Bernard Madoff était depuis des décennies un génie de la finance. Ex-président du Nasdaq, ami des plus grandes fortunes américaines, il était l’archétype du golden boy de Wall Street.
Son fond d’investissement, Madoff Investment Securities, connaissait un succès spectaculaire, avec des rendements, de l’ordre de 7 à 11%, d’une régularité stupéfiante.
Une belle success story à l’américaine …
… jusqu’à ce que tout s’écroule le week-end dernier!
Et derrière le décor glamour du fond d’investissement aux performances exemplaires, derrière le sourire bonhomme de son dirigeant, c’est le plus gros scandale financier du XXIème siècle que toute la finance mondiale découvre, médusée : une escroquerie pyramidale ou les derniers investissements financent les plus-values des précédents. Un système qui a fonctionné à merveille pendant des années jusqu’à ce que la crise pousse un grand nombre d’investisseurs à dégager leurs avoirs, provoquant l’éffondrement du système.

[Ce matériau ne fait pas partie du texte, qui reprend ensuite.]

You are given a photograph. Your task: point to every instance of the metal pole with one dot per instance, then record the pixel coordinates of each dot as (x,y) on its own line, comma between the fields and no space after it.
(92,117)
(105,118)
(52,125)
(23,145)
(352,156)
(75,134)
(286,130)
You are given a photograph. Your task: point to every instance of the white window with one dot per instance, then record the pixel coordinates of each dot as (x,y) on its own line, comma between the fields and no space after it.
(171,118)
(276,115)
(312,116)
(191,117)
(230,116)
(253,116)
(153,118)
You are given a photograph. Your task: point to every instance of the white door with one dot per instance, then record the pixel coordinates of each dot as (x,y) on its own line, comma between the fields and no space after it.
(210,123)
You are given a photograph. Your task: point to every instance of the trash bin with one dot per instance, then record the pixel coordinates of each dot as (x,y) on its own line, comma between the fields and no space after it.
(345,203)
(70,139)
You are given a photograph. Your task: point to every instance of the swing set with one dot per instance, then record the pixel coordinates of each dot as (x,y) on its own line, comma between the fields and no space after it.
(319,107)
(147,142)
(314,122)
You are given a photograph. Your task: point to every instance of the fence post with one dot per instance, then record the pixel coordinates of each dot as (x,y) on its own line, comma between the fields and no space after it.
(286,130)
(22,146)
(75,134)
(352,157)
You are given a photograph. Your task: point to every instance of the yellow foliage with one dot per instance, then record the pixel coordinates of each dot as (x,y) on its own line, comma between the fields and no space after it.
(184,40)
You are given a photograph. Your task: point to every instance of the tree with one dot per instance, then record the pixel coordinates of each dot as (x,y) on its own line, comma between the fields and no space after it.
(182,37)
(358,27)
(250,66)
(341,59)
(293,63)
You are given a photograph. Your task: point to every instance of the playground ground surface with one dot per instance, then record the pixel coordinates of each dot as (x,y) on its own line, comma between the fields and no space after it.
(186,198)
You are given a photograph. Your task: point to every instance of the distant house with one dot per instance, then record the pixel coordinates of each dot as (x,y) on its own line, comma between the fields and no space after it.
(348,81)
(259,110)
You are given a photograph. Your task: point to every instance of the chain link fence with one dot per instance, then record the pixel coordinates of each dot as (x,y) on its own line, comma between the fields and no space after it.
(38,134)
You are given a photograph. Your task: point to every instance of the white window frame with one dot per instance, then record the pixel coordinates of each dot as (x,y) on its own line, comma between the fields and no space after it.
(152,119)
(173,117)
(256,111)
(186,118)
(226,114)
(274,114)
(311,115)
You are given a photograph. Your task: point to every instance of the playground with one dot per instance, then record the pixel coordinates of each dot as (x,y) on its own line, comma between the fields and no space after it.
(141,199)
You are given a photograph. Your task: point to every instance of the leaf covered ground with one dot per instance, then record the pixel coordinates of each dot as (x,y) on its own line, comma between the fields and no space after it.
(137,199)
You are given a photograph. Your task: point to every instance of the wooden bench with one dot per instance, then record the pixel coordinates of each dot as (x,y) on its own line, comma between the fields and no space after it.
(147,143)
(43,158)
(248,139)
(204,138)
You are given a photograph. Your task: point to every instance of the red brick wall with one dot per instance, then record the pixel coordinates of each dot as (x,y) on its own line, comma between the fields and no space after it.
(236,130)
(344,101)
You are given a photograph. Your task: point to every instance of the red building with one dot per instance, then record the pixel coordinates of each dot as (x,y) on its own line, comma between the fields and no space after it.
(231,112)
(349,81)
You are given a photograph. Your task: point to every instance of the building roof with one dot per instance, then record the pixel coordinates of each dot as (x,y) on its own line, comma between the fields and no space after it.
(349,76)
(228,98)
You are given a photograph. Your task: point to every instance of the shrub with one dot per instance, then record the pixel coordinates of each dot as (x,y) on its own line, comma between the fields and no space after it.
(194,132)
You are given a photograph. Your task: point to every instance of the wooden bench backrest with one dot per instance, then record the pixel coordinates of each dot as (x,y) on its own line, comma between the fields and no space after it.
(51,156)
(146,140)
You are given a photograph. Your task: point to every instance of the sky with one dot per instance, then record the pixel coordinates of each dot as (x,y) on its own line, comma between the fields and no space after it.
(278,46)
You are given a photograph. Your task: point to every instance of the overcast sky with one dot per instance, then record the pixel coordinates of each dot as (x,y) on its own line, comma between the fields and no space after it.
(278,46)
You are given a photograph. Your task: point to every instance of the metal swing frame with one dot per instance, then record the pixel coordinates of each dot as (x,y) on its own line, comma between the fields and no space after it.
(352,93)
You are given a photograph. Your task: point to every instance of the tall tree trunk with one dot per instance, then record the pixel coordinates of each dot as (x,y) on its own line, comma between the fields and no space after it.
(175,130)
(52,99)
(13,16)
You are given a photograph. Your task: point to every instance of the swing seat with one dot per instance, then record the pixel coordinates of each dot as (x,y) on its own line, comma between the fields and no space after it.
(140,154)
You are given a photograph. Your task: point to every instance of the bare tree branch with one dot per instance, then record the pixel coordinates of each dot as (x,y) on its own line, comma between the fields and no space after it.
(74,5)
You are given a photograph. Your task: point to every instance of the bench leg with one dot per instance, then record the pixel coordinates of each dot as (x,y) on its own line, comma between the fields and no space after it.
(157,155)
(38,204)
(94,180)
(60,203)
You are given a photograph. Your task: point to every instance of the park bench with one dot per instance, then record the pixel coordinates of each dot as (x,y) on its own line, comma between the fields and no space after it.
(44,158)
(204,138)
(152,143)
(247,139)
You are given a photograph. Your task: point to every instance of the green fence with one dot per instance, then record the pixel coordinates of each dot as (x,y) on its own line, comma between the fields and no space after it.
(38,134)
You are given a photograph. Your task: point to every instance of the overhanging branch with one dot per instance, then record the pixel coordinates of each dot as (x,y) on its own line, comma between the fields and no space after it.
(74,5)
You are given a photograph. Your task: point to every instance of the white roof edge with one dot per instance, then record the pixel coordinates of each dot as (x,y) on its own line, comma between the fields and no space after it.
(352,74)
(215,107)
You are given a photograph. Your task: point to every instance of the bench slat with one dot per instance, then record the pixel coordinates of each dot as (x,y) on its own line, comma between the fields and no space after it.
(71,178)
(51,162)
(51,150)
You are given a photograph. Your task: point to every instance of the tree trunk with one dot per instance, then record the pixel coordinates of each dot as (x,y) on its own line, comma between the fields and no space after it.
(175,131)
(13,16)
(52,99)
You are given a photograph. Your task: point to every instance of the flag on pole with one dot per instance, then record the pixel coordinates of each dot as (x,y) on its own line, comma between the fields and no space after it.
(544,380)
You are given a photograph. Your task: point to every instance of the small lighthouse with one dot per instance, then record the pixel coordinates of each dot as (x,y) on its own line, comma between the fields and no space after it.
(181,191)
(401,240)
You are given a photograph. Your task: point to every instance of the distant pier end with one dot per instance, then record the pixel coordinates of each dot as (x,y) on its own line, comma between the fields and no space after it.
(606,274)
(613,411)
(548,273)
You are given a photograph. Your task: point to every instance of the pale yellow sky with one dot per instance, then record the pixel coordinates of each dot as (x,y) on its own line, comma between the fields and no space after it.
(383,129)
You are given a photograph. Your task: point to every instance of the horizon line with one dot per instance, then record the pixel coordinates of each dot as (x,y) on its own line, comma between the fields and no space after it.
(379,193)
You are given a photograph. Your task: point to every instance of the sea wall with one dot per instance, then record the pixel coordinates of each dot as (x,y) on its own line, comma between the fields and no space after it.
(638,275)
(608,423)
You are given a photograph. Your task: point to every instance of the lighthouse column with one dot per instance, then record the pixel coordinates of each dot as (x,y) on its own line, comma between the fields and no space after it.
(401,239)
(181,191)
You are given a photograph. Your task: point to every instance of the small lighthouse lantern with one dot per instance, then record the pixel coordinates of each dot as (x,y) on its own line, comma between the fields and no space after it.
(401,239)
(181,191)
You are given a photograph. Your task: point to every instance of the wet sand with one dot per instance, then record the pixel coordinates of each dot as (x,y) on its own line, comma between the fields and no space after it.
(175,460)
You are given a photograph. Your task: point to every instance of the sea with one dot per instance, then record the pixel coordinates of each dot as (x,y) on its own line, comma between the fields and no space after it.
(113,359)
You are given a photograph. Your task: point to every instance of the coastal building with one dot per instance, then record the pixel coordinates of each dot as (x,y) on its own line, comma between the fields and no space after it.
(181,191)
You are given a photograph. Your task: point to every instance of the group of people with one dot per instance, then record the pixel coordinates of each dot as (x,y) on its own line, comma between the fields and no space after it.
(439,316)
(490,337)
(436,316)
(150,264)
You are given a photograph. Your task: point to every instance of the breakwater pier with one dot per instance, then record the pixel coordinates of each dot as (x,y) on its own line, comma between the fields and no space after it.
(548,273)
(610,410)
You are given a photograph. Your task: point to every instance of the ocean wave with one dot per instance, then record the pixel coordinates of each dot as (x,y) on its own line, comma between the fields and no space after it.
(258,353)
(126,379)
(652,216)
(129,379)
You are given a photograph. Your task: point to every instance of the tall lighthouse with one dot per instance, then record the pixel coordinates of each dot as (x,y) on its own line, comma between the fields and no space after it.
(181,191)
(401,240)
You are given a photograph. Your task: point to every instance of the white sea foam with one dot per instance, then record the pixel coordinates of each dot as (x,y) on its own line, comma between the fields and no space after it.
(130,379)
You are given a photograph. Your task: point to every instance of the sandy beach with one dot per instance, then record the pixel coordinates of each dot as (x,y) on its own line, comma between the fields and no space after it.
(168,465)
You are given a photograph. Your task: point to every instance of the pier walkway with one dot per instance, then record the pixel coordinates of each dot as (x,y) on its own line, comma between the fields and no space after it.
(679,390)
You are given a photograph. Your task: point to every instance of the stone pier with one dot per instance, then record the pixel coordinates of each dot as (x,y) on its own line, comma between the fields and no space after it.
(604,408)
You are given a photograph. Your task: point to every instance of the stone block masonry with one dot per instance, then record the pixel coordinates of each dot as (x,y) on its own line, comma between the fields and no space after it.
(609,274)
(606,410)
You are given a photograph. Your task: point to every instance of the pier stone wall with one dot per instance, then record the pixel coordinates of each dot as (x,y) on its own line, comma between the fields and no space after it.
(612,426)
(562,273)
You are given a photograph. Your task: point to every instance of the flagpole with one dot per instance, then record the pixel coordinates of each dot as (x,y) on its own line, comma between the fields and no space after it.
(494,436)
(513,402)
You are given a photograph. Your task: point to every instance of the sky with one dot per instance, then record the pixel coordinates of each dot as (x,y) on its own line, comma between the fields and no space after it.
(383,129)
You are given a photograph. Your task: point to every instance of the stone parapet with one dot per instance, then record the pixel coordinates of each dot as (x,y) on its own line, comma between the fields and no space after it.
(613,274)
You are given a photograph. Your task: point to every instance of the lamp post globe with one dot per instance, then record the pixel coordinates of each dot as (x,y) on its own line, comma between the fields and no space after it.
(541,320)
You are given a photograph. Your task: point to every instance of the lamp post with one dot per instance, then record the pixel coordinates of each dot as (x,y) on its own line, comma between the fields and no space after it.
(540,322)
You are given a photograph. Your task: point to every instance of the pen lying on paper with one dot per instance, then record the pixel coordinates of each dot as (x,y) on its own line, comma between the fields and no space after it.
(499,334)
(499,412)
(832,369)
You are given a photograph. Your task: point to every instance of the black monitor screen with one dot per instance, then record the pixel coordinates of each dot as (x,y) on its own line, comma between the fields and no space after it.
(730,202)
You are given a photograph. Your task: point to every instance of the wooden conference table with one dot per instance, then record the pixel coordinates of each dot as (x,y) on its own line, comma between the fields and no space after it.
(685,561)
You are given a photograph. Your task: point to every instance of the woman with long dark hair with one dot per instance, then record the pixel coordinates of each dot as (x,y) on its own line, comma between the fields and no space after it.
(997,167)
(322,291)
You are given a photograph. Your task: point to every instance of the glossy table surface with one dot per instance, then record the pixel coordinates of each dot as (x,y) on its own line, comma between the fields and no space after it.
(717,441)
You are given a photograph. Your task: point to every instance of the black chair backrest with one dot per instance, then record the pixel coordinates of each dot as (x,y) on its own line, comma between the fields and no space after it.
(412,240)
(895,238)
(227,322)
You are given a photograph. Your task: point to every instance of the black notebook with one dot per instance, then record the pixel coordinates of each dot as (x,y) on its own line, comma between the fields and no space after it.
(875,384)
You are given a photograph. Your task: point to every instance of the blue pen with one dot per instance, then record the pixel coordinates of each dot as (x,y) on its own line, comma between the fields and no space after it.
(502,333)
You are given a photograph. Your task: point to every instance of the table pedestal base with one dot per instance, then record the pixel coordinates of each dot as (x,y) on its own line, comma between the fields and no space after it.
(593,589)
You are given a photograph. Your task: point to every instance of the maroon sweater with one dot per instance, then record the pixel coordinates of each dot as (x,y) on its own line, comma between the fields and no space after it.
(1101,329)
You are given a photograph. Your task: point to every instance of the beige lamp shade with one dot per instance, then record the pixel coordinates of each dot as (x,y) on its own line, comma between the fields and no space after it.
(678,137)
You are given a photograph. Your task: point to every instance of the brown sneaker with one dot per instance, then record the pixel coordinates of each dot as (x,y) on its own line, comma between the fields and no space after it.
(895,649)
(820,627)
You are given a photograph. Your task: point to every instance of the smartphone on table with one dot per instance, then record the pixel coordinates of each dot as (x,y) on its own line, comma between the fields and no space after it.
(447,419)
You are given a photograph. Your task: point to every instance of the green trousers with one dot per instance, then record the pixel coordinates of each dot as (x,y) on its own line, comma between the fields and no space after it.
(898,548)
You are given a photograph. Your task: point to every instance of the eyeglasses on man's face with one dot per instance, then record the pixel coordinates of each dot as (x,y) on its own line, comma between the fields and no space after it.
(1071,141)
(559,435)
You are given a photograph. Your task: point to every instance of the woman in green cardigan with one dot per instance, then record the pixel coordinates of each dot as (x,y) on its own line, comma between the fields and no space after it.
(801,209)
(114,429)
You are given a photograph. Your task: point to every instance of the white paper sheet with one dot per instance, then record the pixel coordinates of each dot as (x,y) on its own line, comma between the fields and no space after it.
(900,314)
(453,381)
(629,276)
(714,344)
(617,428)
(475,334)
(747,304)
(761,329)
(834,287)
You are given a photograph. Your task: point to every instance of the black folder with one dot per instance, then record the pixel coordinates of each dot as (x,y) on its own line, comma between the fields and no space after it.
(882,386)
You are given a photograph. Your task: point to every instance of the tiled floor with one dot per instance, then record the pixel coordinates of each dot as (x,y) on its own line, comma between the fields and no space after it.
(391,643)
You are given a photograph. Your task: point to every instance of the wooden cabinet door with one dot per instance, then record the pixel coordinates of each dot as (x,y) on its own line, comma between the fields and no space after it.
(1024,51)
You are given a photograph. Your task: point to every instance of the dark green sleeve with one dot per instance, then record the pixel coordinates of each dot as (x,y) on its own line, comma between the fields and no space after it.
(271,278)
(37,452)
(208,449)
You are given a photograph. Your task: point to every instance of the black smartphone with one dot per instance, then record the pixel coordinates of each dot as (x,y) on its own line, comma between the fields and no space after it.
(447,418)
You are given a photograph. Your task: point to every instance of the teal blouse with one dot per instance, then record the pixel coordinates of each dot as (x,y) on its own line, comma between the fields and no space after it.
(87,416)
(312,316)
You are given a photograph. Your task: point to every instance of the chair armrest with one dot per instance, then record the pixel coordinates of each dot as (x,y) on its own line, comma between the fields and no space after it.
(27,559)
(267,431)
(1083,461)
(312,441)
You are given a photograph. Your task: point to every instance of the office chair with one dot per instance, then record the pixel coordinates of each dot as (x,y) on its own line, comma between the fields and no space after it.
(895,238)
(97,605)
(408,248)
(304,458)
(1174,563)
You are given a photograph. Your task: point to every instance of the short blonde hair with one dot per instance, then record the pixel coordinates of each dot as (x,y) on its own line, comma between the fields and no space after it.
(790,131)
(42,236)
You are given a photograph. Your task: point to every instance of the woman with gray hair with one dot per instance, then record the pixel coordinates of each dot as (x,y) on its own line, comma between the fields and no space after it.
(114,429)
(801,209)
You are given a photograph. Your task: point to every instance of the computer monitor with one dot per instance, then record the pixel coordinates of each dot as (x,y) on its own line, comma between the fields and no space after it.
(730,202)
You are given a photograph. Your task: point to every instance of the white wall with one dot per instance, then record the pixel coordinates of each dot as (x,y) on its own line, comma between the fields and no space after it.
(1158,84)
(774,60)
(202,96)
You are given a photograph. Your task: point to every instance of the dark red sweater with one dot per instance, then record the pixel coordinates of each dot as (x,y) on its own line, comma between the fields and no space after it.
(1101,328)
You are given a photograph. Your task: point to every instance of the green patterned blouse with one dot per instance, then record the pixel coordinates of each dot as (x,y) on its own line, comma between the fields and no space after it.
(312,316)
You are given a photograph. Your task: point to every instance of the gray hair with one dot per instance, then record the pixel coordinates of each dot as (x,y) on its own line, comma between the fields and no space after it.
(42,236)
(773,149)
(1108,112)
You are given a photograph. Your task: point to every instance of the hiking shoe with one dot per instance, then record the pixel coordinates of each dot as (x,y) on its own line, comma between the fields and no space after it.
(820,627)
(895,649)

Le nombre des grands noms de la finance internationale exposés est spectaculaire. Même si elles sont difficiles à chiffrer, les pertes potentielles estimées sont énormes, y compris en Europe : 2.3 Milliards d’Euros pour l’Espagnol Santander, Près d’un Milliard pour HSBC comme pour Fortis, 460 Millions pour la Royal Bank of Scotland, 450 Millions pour Natixis, 350 Millions pour BNP Paribas pour n’en citer que quelques uns (source : Le Monde). Les grands groupes financiers ne sont pas les seuls touchés : des universités, des fondations caritatives, ainsi qu’un grand nombre de particuliers ont placé leur patrimoine dans Madoff Investment Securities. La Fraude, que Bernard Madoff a avoué au FBI, atteindrait un montant de 50 Milliards de dollars, soit l’équivalent du PIB du Luxembourg.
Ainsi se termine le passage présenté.